The legislation (S5484/A7577) now goes to Governor Andrew Cuomo to be signed into law. If approved, the bridges on I-86 where the highway crosses State Route 415 will receive the designation. That section of the highway is located less than a half mile north of the State Police Barracks (Troop E, Zone 3) in Bath, where Clark was stationed at the time of his death.
Clark, a native of Canisteo, was killed in the line of duty last July during a confrontation in the town of Erwin. He was 29 years old and had been a New York State Trooper for three years.
The O’Mara-Palmesano legislation honors Clark’s memory, and pays tribute to his life and service.
In a joint statement, O’Mara and Palmesano said, “We will look forward to Governor Cuomo signing this legislation into law and to an official designation ceremony in the future. We hope that this action will serve as a fitting tribute recalling the life, service and ultimate sacrifice of one of our local heroes. We hope that it will help express the enduring respect of our local community, our entire region, and the State of New York. The ‘Trooper Nicholas F. Clark Memorial Bridge’ will forever honor Nick’s memory and forever stand as a reminder of his service.”

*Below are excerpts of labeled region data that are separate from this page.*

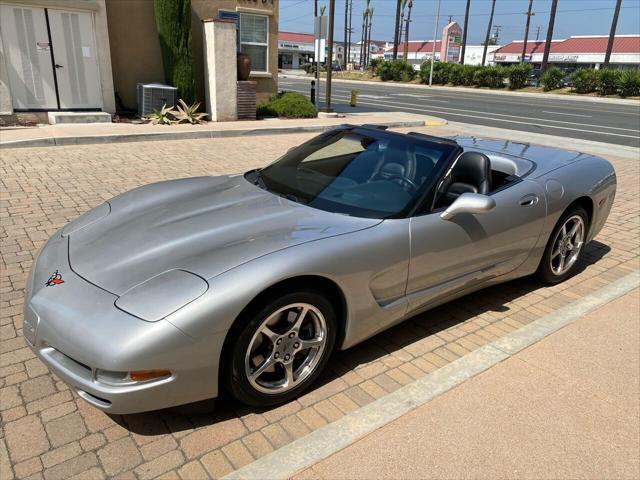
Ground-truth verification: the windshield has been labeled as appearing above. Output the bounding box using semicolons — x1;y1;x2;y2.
247;128;456;218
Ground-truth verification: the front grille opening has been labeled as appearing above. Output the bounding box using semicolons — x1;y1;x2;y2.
77;390;111;408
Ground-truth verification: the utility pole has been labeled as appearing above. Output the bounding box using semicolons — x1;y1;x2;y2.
480;0;496;66
360;2;369;70
520;0;535;63
429;0;440;86
325;0;336;112
493;25;502;45
398;0;407;53
342;0;349;70
404;0;413;60
540;0;558;76
603;0;622;68
460;0;471;65
364;7;373;67
393;0;401;60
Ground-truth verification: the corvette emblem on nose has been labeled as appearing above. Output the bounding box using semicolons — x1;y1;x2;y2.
45;270;64;287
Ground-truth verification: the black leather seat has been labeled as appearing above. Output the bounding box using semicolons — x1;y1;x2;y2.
438;152;491;206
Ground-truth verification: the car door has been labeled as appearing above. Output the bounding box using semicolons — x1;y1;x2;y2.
407;180;546;310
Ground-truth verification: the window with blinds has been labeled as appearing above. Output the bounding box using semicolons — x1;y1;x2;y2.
240;13;269;72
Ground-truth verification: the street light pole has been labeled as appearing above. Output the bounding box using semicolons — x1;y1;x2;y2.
429;0;440;86
520;0;535;63
393;0;400;60
460;0;471;65
325;0;336;112
481;0;496;67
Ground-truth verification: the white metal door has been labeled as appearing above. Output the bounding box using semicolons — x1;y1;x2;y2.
47;8;102;108
0;5;58;110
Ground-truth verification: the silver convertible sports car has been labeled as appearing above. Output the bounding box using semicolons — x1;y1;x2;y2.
24;125;616;414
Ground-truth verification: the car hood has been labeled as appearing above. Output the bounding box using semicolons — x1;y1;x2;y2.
69;176;380;295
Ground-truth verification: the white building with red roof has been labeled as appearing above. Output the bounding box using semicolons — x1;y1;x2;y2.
494;34;640;70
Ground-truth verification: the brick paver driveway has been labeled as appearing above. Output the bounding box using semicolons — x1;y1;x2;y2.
0;128;640;480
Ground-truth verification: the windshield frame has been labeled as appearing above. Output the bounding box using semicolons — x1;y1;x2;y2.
245;125;463;220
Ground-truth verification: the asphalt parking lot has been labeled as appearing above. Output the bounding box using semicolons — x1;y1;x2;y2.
0;128;640;480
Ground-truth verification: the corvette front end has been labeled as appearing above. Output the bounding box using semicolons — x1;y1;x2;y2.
24;233;223;414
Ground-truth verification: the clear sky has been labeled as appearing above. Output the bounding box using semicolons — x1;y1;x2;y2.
280;0;640;45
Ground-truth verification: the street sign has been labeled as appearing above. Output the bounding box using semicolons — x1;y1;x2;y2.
313;16;329;40
314;38;327;62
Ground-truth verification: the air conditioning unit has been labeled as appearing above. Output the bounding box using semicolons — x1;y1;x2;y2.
138;83;178;117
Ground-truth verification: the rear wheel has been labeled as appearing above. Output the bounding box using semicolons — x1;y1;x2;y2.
537;207;589;284
227;290;336;406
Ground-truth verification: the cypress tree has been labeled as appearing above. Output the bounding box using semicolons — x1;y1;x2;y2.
154;0;196;104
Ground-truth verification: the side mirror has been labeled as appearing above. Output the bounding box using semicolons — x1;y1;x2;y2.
440;193;496;220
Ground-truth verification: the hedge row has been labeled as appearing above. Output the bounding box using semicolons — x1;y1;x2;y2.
257;92;318;118
373;60;640;97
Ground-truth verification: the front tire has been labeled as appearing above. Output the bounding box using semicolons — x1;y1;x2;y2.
226;290;336;407
537;206;589;285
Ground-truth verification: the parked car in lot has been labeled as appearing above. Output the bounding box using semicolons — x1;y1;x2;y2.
23;126;616;414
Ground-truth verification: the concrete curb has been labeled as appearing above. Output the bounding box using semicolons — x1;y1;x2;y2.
281;74;640;107
0;117;447;148
223;271;640;480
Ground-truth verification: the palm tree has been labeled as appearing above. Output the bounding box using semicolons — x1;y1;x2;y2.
460;0;471;65
540;0;558;75
604;0;622;68
360;0;371;70
364;7;373;65
393;0;402;60
398;0;407;55
481;0;498;66
520;0;535;63
404;0;413;60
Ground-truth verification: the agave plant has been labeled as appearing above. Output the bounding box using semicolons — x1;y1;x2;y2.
176;99;207;125
144;103;177;125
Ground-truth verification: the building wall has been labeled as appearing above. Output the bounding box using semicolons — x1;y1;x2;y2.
106;0;278;108
0;0;115;114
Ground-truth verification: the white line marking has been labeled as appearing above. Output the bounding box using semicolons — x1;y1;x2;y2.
542;110;592;118
224;271;640;480
288;87;640;139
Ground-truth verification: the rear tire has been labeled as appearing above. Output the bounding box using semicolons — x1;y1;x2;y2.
225;290;337;407
536;206;589;285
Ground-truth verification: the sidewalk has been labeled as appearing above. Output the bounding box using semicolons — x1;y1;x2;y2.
0;112;447;148
295;289;640;480
279;72;640;107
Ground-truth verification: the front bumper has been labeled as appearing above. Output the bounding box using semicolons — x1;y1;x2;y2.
24;235;223;414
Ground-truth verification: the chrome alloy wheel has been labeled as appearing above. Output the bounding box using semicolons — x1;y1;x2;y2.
550;215;585;276
244;303;327;394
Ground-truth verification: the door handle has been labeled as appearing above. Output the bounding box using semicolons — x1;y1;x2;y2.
520;193;540;207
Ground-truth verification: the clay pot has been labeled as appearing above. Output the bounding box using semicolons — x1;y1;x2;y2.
238;53;251;82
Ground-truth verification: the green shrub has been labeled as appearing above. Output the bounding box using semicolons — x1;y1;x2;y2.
571;68;598;93
473;66;507;88
540;67;565;92
462;65;484;87
418;60;457;85
598;68;620;95
507;63;531;90
377;60;416;82
618;70;640;97
154;0;196;104
449;63;465;86
369;58;384;75
257;92;318;118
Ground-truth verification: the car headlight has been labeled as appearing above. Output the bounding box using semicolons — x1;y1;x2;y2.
115;270;209;322
96;369;171;386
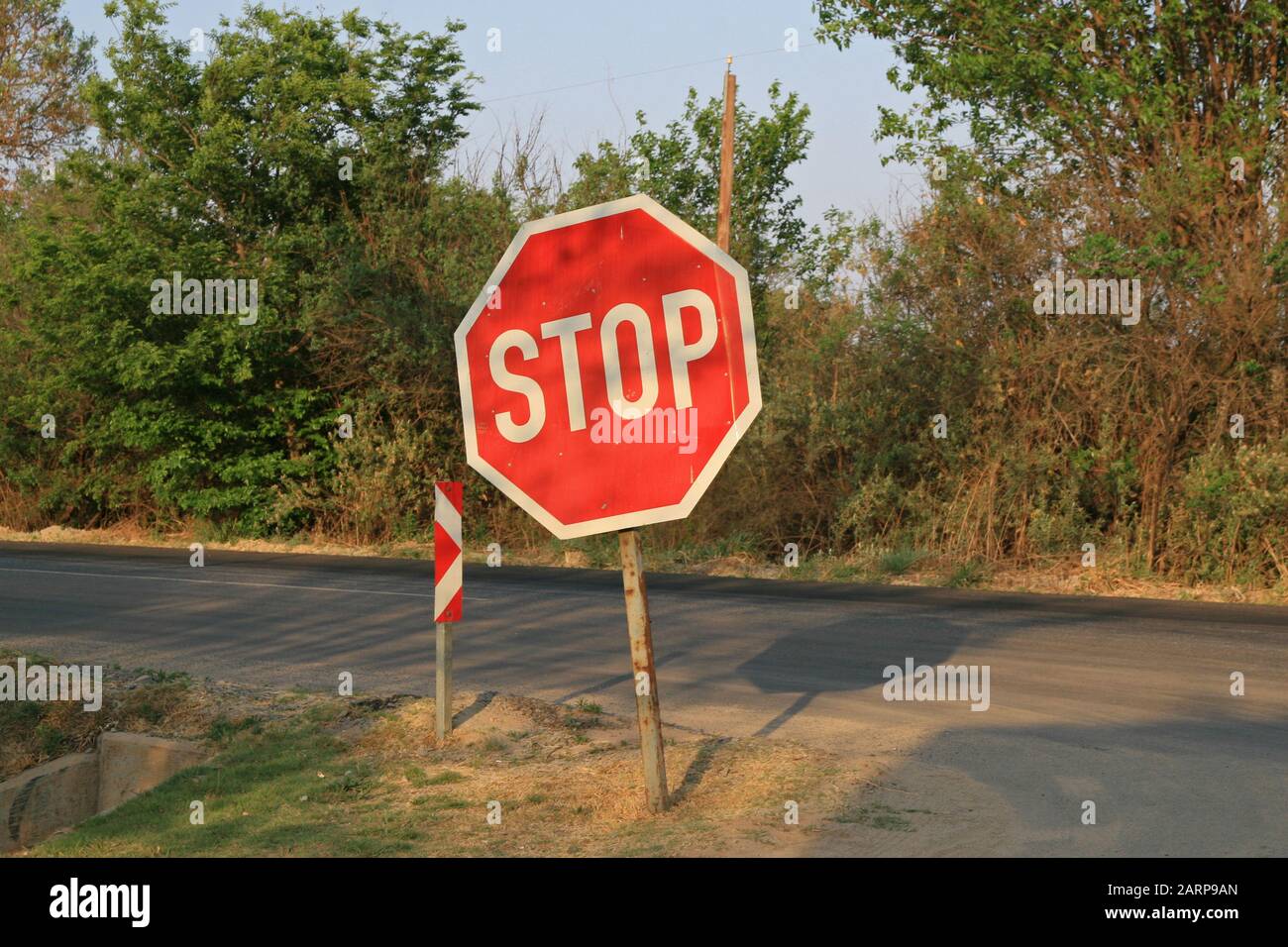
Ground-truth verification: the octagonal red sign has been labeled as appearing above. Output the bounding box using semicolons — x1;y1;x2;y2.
456;194;760;539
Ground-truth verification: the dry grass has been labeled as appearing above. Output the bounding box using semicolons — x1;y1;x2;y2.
0;524;1272;605
355;695;850;856
0;659;862;857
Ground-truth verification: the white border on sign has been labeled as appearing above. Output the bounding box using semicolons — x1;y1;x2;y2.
455;194;760;540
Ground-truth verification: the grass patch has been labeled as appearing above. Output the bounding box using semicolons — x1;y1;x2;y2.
33;694;842;857
877;546;924;576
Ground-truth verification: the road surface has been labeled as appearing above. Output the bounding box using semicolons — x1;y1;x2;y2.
0;543;1288;856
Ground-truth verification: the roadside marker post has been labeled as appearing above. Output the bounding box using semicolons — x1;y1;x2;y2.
434;480;465;742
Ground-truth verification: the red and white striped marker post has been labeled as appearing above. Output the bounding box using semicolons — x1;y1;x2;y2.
434;480;465;741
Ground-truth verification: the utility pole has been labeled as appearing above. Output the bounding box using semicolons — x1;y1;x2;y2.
716;55;738;253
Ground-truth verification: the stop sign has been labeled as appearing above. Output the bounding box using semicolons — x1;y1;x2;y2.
456;194;760;539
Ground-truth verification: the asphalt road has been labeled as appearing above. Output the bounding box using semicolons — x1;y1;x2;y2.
0;543;1288;856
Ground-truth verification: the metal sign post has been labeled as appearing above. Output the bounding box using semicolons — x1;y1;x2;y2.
434;480;465;742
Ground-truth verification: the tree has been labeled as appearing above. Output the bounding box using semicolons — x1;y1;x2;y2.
561;82;812;303
0;0;93;188
0;0;474;533
816;0;1288;565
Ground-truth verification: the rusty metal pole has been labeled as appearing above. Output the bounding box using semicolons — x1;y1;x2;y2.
617;530;670;813
716;55;738;253
434;621;452;743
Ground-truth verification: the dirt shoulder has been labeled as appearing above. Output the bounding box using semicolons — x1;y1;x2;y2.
0;656;875;857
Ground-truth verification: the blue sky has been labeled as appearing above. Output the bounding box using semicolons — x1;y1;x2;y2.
65;0;922;220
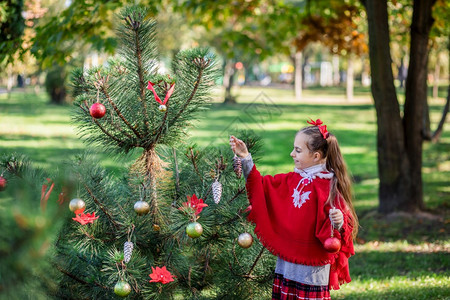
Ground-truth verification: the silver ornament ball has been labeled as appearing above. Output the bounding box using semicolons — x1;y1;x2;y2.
158;104;167;112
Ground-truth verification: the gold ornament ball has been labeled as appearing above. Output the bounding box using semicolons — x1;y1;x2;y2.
69;198;86;212
238;232;253;249
134;200;150;216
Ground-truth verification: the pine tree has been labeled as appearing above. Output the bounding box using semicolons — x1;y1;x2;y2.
52;7;274;299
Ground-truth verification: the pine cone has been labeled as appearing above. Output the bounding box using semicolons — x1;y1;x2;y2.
233;155;242;178
123;242;134;263
212;180;222;204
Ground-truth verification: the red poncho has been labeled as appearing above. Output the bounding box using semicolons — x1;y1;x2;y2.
246;166;355;289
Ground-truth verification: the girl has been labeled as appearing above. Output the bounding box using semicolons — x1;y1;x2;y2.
230;119;358;299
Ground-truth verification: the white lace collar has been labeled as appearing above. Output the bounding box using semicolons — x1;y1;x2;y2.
291;164;334;208
294;164;334;180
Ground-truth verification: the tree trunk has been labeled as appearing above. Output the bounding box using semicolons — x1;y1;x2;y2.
294;51;303;100
363;0;413;213
331;54;340;86
223;60;236;103
345;55;354;102
433;53;441;99
403;0;436;210
431;85;450;143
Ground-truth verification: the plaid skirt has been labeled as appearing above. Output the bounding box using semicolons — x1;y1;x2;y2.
272;273;331;300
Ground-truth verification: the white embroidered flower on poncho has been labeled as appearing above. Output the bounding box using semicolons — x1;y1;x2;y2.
292;190;311;208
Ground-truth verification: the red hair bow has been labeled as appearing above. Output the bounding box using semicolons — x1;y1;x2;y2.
306;119;329;139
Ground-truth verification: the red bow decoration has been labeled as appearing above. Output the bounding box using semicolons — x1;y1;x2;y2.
41;178;55;211
306;119;329;139
148;266;176;284
179;194;208;216
72;208;99;225
147;80;175;105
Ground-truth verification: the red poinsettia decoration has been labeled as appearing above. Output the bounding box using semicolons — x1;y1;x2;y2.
180;194;208;216
72;208;98;225
306;119;329;139
148;266;175;284
147;77;175;105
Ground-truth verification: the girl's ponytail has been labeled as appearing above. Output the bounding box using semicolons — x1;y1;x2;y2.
298;119;359;238
326;134;358;238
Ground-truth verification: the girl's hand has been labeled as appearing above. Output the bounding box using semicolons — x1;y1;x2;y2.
330;208;344;229
230;136;248;158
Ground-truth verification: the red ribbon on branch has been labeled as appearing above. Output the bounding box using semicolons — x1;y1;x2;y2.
41;178;55;211
147;80;175;105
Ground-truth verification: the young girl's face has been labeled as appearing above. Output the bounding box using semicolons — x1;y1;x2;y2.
290;133;323;169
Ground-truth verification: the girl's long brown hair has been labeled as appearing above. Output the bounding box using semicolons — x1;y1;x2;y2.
298;126;359;238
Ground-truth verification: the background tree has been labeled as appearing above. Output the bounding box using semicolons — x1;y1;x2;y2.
46;7;274;299
362;0;446;213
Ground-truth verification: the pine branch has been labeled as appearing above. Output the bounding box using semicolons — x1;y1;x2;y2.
172;148;180;207
80;101;133;147
246;247;266;278
133;22;150;133
228;187;245;203
102;85;142;139
186;147;203;183
84;184;120;229
54;264;111;290
169;68;203;126
153;102;169;144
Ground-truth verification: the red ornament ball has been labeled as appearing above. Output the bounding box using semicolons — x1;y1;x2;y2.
114;281;131;297
89;102;106;119
186;222;203;239
323;237;341;253
238;232;253;249
0;176;7;192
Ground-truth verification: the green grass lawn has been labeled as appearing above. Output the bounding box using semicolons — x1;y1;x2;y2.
0;87;450;299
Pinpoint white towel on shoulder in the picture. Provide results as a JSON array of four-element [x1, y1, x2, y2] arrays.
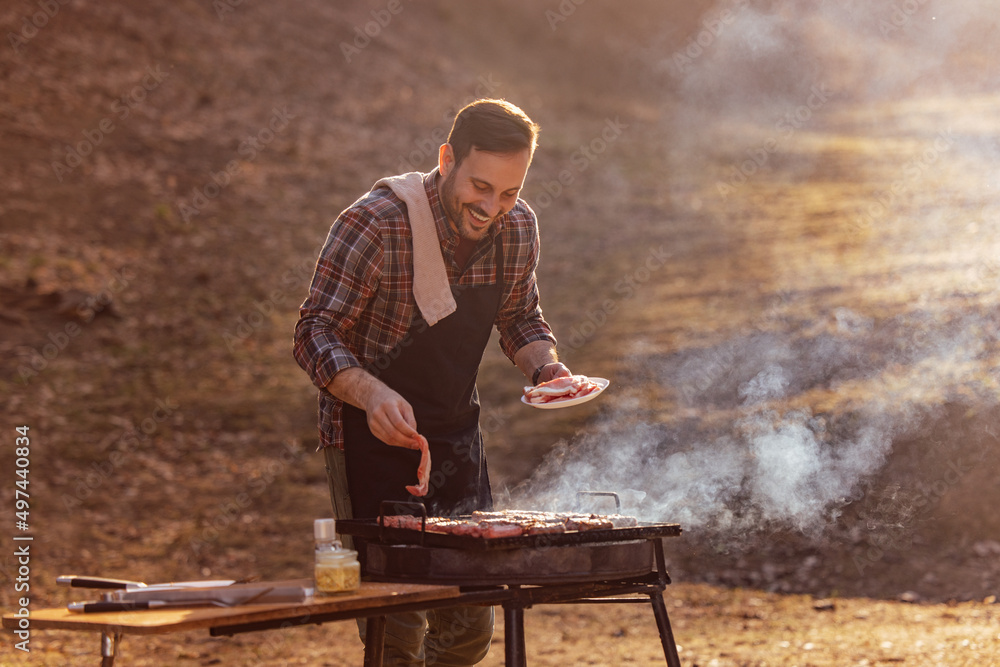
[[372, 170, 458, 326]]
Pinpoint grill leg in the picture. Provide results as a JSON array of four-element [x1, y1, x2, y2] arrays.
[[503, 600, 528, 667], [365, 616, 385, 667], [649, 591, 681, 667]]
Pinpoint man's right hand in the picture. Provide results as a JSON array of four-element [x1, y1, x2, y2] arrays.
[[364, 382, 420, 449], [326, 367, 420, 449]]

Clark was born and raised in the Canisteo Valley. He graduated from Canisteo-Greenwood High School in 2006 and from Alfred University in 2011. A stellar athlete, he was a New York State high school wrestling champion, and a four-year starter and All-Conference outside linebacker for the Alfred Saxons, where he set school records in tackles and earned a tryout with the Buffalo Bills.
He graduated from the State Police Academy in 2015 and was stationed in Ithaca and Auburn before transferring to the Bath barracks.
His mother (Theresa), father (Anthony), and brother (Nathan) survive him.